Chapitre 10 - Iro - Le quartier de vies

Une queue leu leu, régulée par les gardes du Croc, balisée de leur tunique bleue, s’est formé au niveau de l’entrée du quartier des architectes.

« Une queue pour la cantine ? interroge Raivo en pointant du doigt l’escalier descendant, à gauche de la porte.

– Tout le monde essaye de papoter, et descendre un escalier en même temps. Résultat, ça n’avance pas, réponds Iro qui mangera pour la première fois sans Meos, un moment de regret qui disparaît rapidement à l’idée excitante de converser avec de nouveaux amis. Mais on peut faire de même, et le temps passera vite.

– Donc, cet escalier est l’accès à la cantine. Alors, où mène cet escalier montant ? dit-il en pointant l’escalier opposé.

– Le quartier des architectes.

– Aussi ?

– Oui, mais non, enfin… C’est le haut quartier. Uniquement réservé aux architectes. Défendu d’accès aux apprentis, et gardes du Croc, professe Iro en scrutant une réaction de la part de Wazo. Restée muette, elle est perdue dans de chaleureuses pensées trahies par ses brillantes pupilles, et le haut de ses joues fait des vagues le long de son écharpe de cheveu, propre à une impatiente infantile à l’aube d’un repas inédit à partager.

La queue s’avance.

– Vous êtes apprentis depuis longtemps ? relance Raivo.

– Moi, à peine une vingtaine de cycles.

– et toi, Wazo ?

– Moi ? Un moment… longtemps, murmure-t-elle.

– Laisse-moi deviner. Tes parents sont architectes aussi ?

– Hein ? Non… non… Ils vivent, ici là, au Croc, juste comme ça…

– Personne, ne vit juste comme ça au Croc…

– Mais oui ! interrompt Iro à voix haute, les yeux écarquillés, le visage divisé entre deux expressions, exultant un jeu d’acteur à peaufiner, d’une maladresse mignonne. Je t’ai vu prendre les escaliers vers…

– Chut ! réprimande Wazo, en panique, appuyant ses deux mains sur la bouche d’Iro pour la faire taire. Moins fort. Excusez-nous », accompagne-t-elle d’un timide signe de la tête à l’attention de l’entourage, avant de saisir le bras d’Iro, suivit de peu par Raivo. Quittant la queue, le trio atterrit dans l’enceinte du quartier de vies.

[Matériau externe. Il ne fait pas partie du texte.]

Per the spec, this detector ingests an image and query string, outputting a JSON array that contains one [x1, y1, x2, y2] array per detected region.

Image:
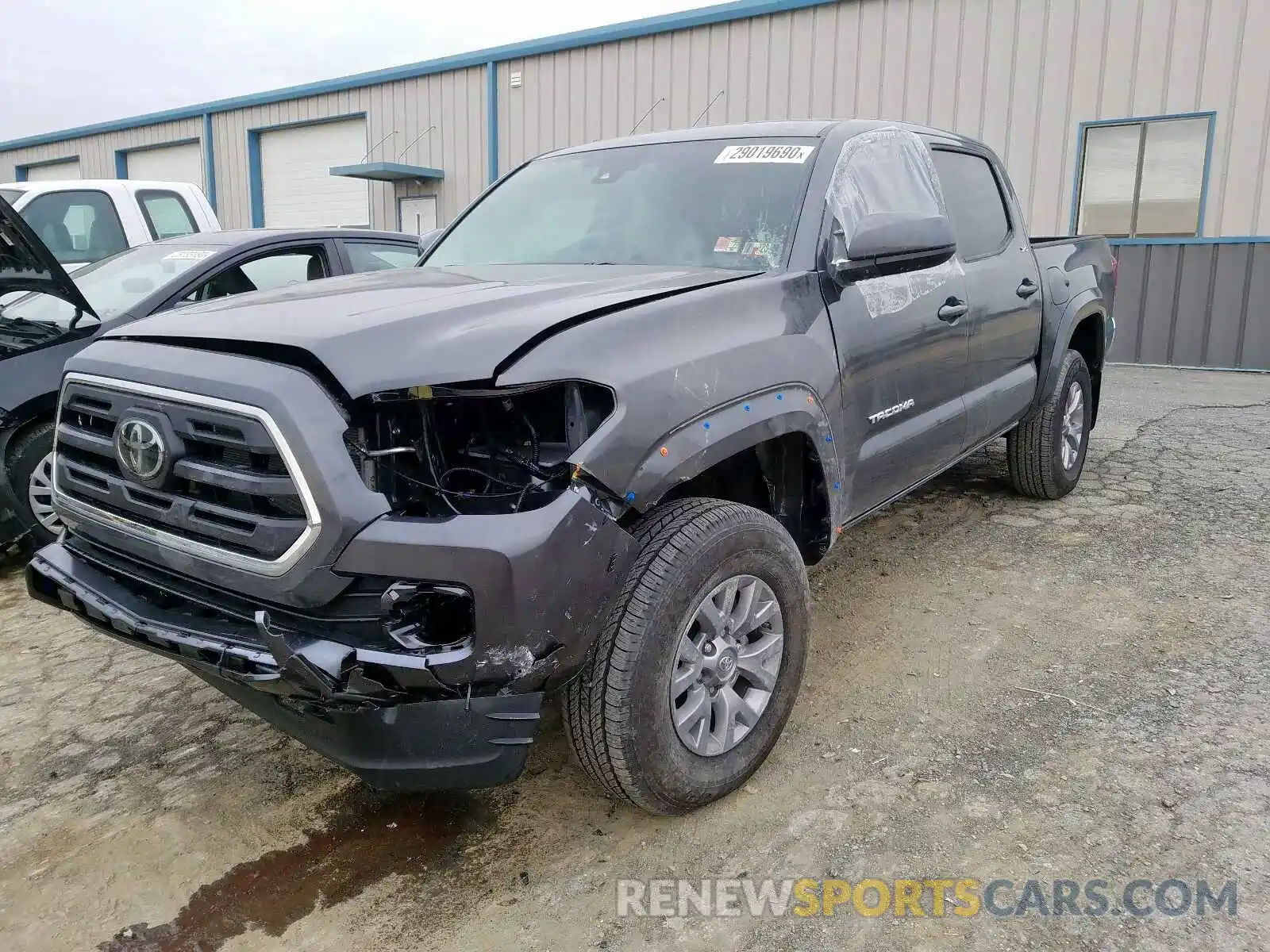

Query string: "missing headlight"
[[345, 381, 614, 516]]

Propre à la structure du Croc et de sa forme de pylône, les étage d’en dessous sont toujours plus vastes, aussi bien en largeur qu’en hauteur. Le quartier de vie fourmille sous une voûte vertigineuse, et son spectacle lumineux éternel. Les murs sont plus abrupts et l’opacité se dégrade légèrement avec la hauteur. Celui-ci est découpé en plusieurs sous quartiers dont une place centrale, servant d’agora, comportant maintes attablées, où les résidents déambulent, mangent, digèrent et discutent.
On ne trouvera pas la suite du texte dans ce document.